What raises concern is this bad weekend comes after Paxton, the club’s emerging ace, suffered a strained left pectoral muscle in the series opener. He is expected to miss at least three weeks.
Paxton’s injury came just five days after the Mariners put Hernandez on the disabled list for the second time this season because of bursitis in his shoulder. Hernandez hasn’t yet resumed a throwing program.
Faced with few alternatives, the Mariners’ solution is to rely increasingly on what has been a strong bullpen while applying a quick hook to their starting pitchers. They did that in May, when Paxton missed time, and were able to tread water.
It sure didn’t work this weekend:
***Edwin Diaz gave up three runs Thursday in the ninth inning in a 6-3 loss after the Mariners bailed out Paxton by scoring three times in the eighth inning.
***Andrew Moore and Pazos gave up five runs over three innings Friday in a 6-5 loss. Moore gave up four two-out runs in the seventh .
***Casey Lawrence and Tony Zych gave five runs in two innings Saturday in a 6-3 loss after Erasmo Ramirez limited the Angels to one unearned run in six innings.
***All four runs Sunday were charged to Miranda, but Pazos fueled the Angels’ three-run fifth by issuing a walk that moved a runner into scoring position before Martin Maldonado grounded a decisive two-run single up the middle.
"The bullpen did struggle throughout the weekend for a number of reasons," Servais said. "For one, for a couple of days there, we gave some guys some days off who needed it. We’d been running them very hard.
"When you do that, you put other guys in positions that they’re not normally in. Guys coming out of the pen, that first hitter you face is the most important. We didn’t do a good job out of the bullpen with the first hitter."
It all played out in front of big crowds.
The attendance Sunday was 43,199, and the four-day average was 40,454. Much of that was due, no doubt, to the celebrations surrounding the ceremony Saturday to retire Edgar Martinez’s No. 11.
But part of the lure, too, is this was a big series, and the Mariners stumbled badly. Going forward, they either need a Plan B. Or for Plan A to work a lot better. Because all those fans know Stanton is right. This was painful.
Three takeaways from Sunday’s loss:
***Miranda’s struggles deepen: Miranda has one victory in last 12 starts while compiling a 5.74 ERA in that span. He also leads the majors with 30 homers allowed. And the trends are all worsening.
"It obviously hasn’t been a good stretch," he conceded. "I feel good physically and mentally. I could be a little tired in terms of the length of the season, but I feel pretty good.
"It was just a matter of not being able to make those adjustments on the fly."

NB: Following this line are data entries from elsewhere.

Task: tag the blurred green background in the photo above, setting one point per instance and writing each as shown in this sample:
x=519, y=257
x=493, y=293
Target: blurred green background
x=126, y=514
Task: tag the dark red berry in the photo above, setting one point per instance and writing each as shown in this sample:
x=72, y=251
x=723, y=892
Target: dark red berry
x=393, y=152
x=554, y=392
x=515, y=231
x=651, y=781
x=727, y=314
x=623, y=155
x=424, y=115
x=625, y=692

Miranda gave up a season-high six walks in 4 2/3 innings and, even so, the Mariners trailed just 2-1 when Pazos entered the game.
"It comes and goes," Servais said. "You see glimpses with two of three hitters where the fastball has life and he’s landing the off-speed pitches. Then it goes. He's behind in counts. He did struggle today.

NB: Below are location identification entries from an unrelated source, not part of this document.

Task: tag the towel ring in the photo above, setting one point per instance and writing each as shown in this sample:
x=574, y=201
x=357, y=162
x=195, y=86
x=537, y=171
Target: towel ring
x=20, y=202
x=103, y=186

"We’ve got to find a way to get him back on the right track because it has been rough."
***Thanks and (probably) goodbye: Christian Bergman kept the Mariners positioned for a possible comeback by pitching four scoreless innings after replacing Pazos to start the sixth.
That probably means he’s headed back Monday to Triple-A Tacoma.
Bergman threw 49 pitches, which means he needs at least two (and probably three) days to recover. That rest is unlikely to come in a bullpen where the Mariners’ plan is to keep fresh arms available behind their suspect rotation.
***Owned by the Angels: The Angels (61-58) have won six and a row and 12 of their last 16, which is why they now hold the undisputed lead in the race for the AL’s final wild-card spot. The Mariners are two games back.
The biggest difference is head-to-head.
The Angels hold a 9-4 lead in the season series and have seven comeback victories, including three this weekend at Safeco Field. That doesn’t count their three-run rally Thursday in the ninth inning of a tie game against Diaz.
The two teams six more times: Sept. 11-13 at Safeco Field and a season-ending series Sept. 29-Oct. 1 in Anaheim.